«(…) Que mentirosa, isso não é nenhum caso. Felipe está apaixonado, ama-a, prefere ela a mim! Ouvi-o dizer!, Joana uivava. Não, não, não, Senhora, não pode ser. Lamento tanto. Quem é ela? Uma baronesa viúva. Chimay trouxe-a para cá para se recuperar da morte do marido faz alguns meses. E Felipe que me escreveu a implorar que regressasse. Disse que tinha saudades, que me queria. Mentiras, só mentiras! A minha mãe tinha razão. Quem ele queria que voltasse para Flandres era a herdeira da Espanha, não a sua mulher.

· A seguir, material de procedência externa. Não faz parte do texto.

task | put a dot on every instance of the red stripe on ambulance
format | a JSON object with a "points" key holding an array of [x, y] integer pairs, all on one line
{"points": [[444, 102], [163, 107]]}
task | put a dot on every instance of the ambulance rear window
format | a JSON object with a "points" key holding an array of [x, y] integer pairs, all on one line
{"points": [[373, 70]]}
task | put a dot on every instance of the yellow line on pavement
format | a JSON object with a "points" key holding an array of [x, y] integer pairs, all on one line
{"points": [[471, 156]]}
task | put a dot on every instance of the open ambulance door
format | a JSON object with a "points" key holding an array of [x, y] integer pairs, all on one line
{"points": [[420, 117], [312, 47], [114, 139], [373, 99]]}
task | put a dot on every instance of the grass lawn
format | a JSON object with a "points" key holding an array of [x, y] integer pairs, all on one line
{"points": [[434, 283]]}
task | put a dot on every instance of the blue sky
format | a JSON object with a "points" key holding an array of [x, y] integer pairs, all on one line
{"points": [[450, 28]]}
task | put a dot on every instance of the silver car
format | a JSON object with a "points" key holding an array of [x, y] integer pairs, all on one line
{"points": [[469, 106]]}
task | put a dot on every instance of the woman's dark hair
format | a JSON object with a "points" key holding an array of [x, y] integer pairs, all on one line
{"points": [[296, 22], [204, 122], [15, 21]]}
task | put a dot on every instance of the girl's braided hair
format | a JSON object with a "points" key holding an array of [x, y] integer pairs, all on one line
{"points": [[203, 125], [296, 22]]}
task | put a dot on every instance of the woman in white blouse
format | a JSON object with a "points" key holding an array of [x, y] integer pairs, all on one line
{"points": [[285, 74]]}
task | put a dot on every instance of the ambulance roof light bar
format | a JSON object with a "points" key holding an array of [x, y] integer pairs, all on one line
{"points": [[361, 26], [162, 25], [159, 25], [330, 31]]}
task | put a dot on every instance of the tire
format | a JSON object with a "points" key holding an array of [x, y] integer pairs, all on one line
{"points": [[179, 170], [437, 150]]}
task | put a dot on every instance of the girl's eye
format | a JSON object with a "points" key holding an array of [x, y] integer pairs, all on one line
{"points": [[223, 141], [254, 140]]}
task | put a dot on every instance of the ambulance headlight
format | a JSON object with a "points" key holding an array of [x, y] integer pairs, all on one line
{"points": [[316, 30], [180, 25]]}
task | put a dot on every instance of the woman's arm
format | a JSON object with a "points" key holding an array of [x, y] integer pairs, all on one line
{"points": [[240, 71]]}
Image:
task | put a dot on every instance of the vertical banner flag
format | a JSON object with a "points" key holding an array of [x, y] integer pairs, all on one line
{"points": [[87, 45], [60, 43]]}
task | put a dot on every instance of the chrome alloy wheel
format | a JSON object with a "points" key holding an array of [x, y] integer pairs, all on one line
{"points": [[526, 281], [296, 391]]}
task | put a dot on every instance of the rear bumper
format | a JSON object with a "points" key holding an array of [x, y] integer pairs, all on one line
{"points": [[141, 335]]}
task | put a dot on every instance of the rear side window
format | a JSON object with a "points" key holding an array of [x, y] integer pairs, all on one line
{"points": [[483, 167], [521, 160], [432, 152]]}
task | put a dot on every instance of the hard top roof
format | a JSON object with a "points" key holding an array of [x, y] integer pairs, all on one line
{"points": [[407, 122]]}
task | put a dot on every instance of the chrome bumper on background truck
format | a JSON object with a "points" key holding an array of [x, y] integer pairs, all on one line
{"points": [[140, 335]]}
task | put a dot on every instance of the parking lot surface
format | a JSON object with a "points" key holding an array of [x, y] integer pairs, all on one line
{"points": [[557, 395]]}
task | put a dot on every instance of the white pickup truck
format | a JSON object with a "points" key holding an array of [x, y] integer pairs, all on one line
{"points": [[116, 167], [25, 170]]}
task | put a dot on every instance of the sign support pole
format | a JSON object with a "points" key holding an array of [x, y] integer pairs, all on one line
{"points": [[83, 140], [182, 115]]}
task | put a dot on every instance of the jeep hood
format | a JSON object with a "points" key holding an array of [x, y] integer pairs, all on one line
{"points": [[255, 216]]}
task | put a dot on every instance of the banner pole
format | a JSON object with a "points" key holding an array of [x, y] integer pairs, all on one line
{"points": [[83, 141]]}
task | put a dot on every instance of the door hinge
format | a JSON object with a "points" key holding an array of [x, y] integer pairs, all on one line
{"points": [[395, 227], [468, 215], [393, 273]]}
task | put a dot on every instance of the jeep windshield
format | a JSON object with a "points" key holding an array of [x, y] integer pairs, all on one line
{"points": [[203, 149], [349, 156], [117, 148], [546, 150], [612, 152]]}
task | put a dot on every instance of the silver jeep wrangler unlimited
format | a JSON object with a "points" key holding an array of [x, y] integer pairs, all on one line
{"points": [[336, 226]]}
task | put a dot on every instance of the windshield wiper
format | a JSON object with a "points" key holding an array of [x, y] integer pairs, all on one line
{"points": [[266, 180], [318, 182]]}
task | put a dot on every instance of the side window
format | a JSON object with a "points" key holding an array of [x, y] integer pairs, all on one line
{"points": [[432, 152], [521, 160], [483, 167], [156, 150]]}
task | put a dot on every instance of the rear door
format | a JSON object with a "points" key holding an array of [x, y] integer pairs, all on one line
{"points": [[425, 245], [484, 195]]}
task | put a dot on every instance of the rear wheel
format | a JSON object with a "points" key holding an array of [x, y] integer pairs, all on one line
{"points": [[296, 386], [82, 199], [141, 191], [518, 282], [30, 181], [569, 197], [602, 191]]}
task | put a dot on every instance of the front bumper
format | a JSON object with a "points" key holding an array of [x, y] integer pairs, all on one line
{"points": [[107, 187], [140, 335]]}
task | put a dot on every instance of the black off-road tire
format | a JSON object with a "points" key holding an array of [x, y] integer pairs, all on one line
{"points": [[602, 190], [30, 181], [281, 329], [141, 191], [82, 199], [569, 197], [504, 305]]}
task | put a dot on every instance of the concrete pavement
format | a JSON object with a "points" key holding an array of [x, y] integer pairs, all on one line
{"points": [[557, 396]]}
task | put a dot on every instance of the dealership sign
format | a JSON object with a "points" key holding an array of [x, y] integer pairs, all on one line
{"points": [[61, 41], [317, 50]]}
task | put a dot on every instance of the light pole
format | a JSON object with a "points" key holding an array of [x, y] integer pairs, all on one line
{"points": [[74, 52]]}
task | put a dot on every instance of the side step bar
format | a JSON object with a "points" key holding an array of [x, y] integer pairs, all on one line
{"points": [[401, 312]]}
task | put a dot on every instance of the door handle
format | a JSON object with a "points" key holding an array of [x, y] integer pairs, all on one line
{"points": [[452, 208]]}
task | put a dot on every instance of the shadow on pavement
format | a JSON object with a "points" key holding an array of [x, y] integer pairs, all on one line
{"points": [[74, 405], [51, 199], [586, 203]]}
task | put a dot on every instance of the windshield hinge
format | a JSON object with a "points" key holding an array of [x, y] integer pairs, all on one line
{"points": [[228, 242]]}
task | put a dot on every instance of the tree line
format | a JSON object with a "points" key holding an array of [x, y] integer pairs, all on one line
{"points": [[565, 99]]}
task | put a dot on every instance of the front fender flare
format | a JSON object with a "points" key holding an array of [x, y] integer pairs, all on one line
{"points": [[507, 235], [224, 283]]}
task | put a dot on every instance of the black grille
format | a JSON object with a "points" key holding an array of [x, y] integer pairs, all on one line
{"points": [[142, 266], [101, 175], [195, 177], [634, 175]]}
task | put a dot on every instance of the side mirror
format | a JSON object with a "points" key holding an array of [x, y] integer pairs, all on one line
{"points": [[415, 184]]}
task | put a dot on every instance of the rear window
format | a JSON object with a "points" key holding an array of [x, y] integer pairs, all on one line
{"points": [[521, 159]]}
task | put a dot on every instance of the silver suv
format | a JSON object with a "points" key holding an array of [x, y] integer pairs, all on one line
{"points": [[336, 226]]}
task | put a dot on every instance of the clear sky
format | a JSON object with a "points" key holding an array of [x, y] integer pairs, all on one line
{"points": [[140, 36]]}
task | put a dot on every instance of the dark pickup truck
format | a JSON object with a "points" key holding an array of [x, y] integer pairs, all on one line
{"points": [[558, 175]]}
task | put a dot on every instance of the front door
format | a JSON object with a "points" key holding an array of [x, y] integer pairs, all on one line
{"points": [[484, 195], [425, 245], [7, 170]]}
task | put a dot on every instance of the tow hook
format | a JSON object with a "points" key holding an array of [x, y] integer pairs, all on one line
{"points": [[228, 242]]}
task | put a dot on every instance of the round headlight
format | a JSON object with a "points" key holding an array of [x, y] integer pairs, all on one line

Enquanto eu discutia tão amargamente com a minha mãe, estava ele nos braços da sobrinha de Chimay. Que devo fazer, Zayda? Estou perdida! Nunca!, Zayda ajoelhou-se a seu lado e tomou-lhe as mãos. Não estais perdida. Vós e eu havemos de arranjar forma de ganhar esta batalha. Lembrai-vos das palavras do vosso irmão sobre Joana, a lutadora. Desta vez não funcionam. Ainda não vos falharam. E eu sei ajudar de muitas formas. Amanhã tenho de estar no jardim. Tenho de lá estar, há uma carta. Falaremos disso mais tarde, Senhora. Primeiro, tendes de dormir e recuperar as forças para o desafio que vos espera. Eu tenho os filtros e poções necessários. Vou buscá-los imediatamente. Antes de sair, lançou a Maria um olhar furioso. É uma barbaridade que haja alguém que ouse insultar a princesa Joana desta forma.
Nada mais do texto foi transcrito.